The arms being exposed to the ion beam accumulate species which become cross-contaminants
in a following implantation process.
Our earlier patent specification US-A-5040484 discloses apparatus
for retaining a wafer on a disc, said wafer having first and second opposed edges
and flat surfaces in front and back, comprising a platen for supporting the wafer,
clamp means mounted on the platen for relative reciprocating motion, and pusher
means mounted for reciprocal motion, moving in one direction to cause the clamp
means to release the wafer and in the other direction out of direct connection
therewith so that the clamp means holds the wafer on the platen, together with
lifting means coupled to said pusher means for lifting said wafer from said platen
after the clamp means has released the wafer. The present invention improves on
this arrangement by providing the platen with a fence for contacting the first
edge of the wafer and by providing lever means pivotally attached to the clamp
means, spring means attached to said lever means for urging said clamp means to
contact the second edge of said wafer to press said first edge against said fence
of said platen, said pusher means moving in said one direction to move said clamp
means away from said fence to release the wafer and in the other direction out
of engagement with the lever means so that the clamp means holds the wafer against
said fence of said platen.
Other aspects of the present invention will become apparent from
the following detailed description, taken in conjunction with the accompanying
drawings illustrating by way of example the principles of the invention.
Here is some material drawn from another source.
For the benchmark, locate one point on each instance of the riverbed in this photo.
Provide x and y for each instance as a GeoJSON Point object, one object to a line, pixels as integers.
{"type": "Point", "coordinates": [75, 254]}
Brief Description of the Drawings
Detailed Description of the Invention
- FIG. 1 is a detailed cross sectional view of an apparatus for releasably holding
wafers on a spinning disc of a batch ion implanter constructed according to the
- FIG. 2 is a cut-away partial perspective view of the apparatus for retaining
wafers according to the present invention.
- FIG. 3 is a schematic block diagram of a wafer detection sub-system for use
with the wafer retaining mechanism of the invention.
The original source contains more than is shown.